The Caixin/Markit Purchasing Managers' Index (PMI) for December fell to 50.2, from November's 51.2. In October, the index hit a three-month high of 52. December's services PMI reading was the lowest since July 2014.
A number above 50 indicates activity is expanding, while one below that level indicates a contraction.
Wednesday's report was also far weaker than the government's reading of services sector activity, and comes on the heels of more downbeat factory data.
Official services PMI for December, released on Thursday, rose to 54.4, from November's 53.6, while the final Caixin/Markit manufacturing PMI contracted for the tenth straight month in December.
Services account for about half of China's GDP.
The contrast in the two sets of surveys sent "very, very mixed signals" but was not surprising, said Citigroup's head of Asia Pacific economic and market analysis, Johanna Chua.

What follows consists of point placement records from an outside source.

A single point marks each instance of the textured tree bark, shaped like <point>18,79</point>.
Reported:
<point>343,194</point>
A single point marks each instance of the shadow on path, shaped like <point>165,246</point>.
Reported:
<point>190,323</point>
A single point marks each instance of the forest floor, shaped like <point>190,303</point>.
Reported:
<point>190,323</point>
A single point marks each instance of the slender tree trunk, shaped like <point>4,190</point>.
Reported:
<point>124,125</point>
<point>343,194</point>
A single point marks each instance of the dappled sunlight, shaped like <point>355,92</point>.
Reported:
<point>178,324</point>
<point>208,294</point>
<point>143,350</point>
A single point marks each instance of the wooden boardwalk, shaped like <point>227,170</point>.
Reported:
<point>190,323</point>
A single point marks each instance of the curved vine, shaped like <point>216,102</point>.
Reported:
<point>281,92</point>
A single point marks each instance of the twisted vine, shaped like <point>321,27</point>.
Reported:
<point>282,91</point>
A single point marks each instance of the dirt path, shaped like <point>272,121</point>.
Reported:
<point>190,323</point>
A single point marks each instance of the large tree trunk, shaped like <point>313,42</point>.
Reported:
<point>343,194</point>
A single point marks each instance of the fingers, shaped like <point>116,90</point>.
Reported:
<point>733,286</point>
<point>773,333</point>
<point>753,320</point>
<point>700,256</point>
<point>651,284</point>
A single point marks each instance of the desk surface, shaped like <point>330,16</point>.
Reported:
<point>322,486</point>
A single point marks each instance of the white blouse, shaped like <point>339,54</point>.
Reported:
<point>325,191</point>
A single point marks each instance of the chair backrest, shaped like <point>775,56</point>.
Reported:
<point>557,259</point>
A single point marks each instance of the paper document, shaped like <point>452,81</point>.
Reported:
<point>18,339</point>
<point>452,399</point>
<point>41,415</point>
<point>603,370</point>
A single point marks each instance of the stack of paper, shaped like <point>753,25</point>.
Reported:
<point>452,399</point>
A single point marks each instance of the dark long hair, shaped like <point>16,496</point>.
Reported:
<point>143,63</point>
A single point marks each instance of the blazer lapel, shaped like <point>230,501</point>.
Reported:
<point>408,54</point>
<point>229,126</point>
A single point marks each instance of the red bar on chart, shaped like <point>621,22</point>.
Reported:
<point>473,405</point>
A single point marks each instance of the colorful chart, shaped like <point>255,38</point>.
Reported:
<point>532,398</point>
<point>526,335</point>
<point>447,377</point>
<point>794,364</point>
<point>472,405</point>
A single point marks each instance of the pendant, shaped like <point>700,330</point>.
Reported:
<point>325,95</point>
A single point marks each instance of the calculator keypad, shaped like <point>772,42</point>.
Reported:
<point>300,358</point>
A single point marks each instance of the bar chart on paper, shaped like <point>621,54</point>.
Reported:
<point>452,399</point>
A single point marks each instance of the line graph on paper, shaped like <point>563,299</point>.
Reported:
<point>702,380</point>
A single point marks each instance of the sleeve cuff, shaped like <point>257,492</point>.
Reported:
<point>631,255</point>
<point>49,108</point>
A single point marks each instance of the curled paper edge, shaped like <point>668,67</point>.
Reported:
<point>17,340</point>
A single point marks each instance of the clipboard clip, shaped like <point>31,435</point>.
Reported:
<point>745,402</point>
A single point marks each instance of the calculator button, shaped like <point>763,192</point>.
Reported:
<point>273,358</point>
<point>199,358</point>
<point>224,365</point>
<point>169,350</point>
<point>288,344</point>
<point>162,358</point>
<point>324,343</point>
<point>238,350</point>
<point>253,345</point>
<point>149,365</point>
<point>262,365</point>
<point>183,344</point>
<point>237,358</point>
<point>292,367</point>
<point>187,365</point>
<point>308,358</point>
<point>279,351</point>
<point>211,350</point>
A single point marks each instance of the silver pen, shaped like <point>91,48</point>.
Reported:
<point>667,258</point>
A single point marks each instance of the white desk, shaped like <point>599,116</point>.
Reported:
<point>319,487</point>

"When the industrial sector in China is slowing down … it's hard to imagine that the tertiary services can completely decouple from what's happening in the rest of the the economy, there will always be some linkage," Chua told CNBC's Squawk Box.
Although Caixin's survey focuses on mid-size and smaller firms and the official poll covers larger ones, recent information and data out of China suggested that the economic picture was still "very challenging" she added.
Caixin Insight Group's chief economist He Fan said that, in light of what appeared to be a setback to services sector growth, Beijing needed to gradually relax restrictions on the sector.
Services activity data, which tracks consumer industries such as real estate, retail and leisure, has not always attracted widespread attention, but investors are increasingly focused on the numbers as the sector becomes crucial to Beijing's rebalancing act from a manufacturing-led to services-oriented economy.
President Xi Jinping's administration has sought to replace investment and exports with consumption as the mainland's key growth driver, and recent data had indicated healthy progress so far.
Despite lackluster data recently, Brett McGonegal, the chief executive of investment firm Reorient, said the company was still positive on China's move from its old, manufacturing-driven economy to the new world of IT and services.
'We are starting to really understand the timeline that is going to take for people to understand this transformation and we think it's been primarily missed," Brett McGonegal told CNBC's Street Signs.
China is due to report its fourth quarter and full-year GDP on January 19.